当時のチームは2016/2017シーズンの第11節を終えた時点で3勝2分け5敗で9位と低迷。苦しいチーム状況の中で深津は、自身最後となった名古屋セントラルでの2試合を2連勝で終えて、スペインへと旅立った。
スペインでは、2016-17シーズンにサラゴサでプレー。2017-18シーズンにはリベラ・ナバーラでプレーすると出場機会を得て、チームをプレーオフに導く活躍を見せた。しかし今年の6月14日にリベラ・ナバーロからの退団を発表。自身のツイッターで日本復帰を明かすと、同月21日には国内数クラブの競合の結果、古巣である浦安への復帰が発表された。
迎えた7月7日七夕のDUARIG Fリーグ2018/2019 ディビジョン1第4節、バサジィ大分を浦安市総合体育館に迎えた一戦で、深津は約2年ぶりにFリーグのピッチに帰ってきた。4分が経過する頃に2ndセットとしてピッチに立つと、ディフェンスでは大分のキーマンである上福元俊哉をマーク。オフェンスでは、積極的なフリーランニングで攻撃のリズムを作るなど違いを見せた。
しかし、これらの動きはスペインに行く前から見せていたもの。一体、深津はスペインで何を学び、何が変わったのか――。
「もともと、ドリブルからシュートに持っていくような選手ではありません。(自分の良さは)味方を生かす動き、味方に生かしてもらう動きです。その中で、細かな部分へのこだわりやハードワークが(スペインに行く前と)変わったところです」
深津がこだわるようになったこの「細かなところ」。これこそがスペインと日本の大きな違いの1つだと感じているという。
「スペインでも大雑把な試合に見えることはありますが、実際には、どの試合でも本当に細かな部分までこだわっています。数メートル単位、数歩単位での寄せの部分。体の向きにもこだわります」
たしかに、浦安のスペイン人指揮官であるアルベルト・リケル監督は、試合中でもピッチ上の選手に大きな身振り手振りで細かく指示を送る。ベンチに戻ってきた選手に対しても、すぐに修正点を伝えるなど、座っている姿は見られない。深津は、そういった細かなことの積み重ねが今の浦安には必要なことだと考えているようだ。
「監督は練習から非常に細かく指示を出します。そういった細かな部分や小さなことを積み重ねていく。
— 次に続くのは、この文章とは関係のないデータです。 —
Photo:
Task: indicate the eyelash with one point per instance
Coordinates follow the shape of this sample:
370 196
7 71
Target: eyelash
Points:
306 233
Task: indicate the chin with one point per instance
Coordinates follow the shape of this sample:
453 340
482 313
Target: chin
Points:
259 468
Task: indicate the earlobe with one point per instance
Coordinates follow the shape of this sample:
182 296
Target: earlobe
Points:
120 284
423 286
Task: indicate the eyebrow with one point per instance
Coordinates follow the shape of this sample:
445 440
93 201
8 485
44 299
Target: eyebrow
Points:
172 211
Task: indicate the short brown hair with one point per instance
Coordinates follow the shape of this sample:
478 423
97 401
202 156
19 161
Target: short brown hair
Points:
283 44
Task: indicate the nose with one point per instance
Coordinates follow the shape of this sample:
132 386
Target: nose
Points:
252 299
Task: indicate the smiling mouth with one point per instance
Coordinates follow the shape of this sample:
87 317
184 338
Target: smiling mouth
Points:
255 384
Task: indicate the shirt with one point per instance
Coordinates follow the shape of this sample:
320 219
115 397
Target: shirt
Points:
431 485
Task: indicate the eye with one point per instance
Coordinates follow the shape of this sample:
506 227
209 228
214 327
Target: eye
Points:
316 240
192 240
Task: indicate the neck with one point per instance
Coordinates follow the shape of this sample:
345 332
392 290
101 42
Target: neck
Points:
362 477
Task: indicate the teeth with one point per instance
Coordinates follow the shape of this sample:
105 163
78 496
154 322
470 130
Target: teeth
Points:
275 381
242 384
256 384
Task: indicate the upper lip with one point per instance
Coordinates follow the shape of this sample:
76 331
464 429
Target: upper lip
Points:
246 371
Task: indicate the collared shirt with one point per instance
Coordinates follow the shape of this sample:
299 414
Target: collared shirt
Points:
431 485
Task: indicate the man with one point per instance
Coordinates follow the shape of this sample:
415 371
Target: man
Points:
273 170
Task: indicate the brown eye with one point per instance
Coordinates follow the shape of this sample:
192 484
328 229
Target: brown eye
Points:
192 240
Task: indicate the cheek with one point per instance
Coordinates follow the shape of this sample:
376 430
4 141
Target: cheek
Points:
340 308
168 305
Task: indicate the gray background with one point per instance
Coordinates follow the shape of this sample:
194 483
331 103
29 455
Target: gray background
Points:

それが相手の嫌がることだったり、こちらが優位性を出せる部分だったりするので、今すぐ結果は出ないかもしれないですが大事なことです」
また、31歳を迎え、年齢としてはフィールドプレーヤーでディドゥダに次いで上から2番目となる深津には、チームを引っ張るベテラン選手としての役割も大事になってくる。浦安のフィクソといえば、小宮山友祐や荒牧太郎(現ヴォスクオーレ仙台)といった闘将タイプの選手が多い。
しかし深津は、スペインでの武者修行で得た経験を元に「若い選手たちには、監督がいっていることはこういうことだよとプレーで伝えたい」と自然体で臨む。
新指揮官の下、1勝1分け2敗と苦しんでいる浦安。しかし深津の復帰は、今後のチームの成長を考えると大きなものとなりそうだ。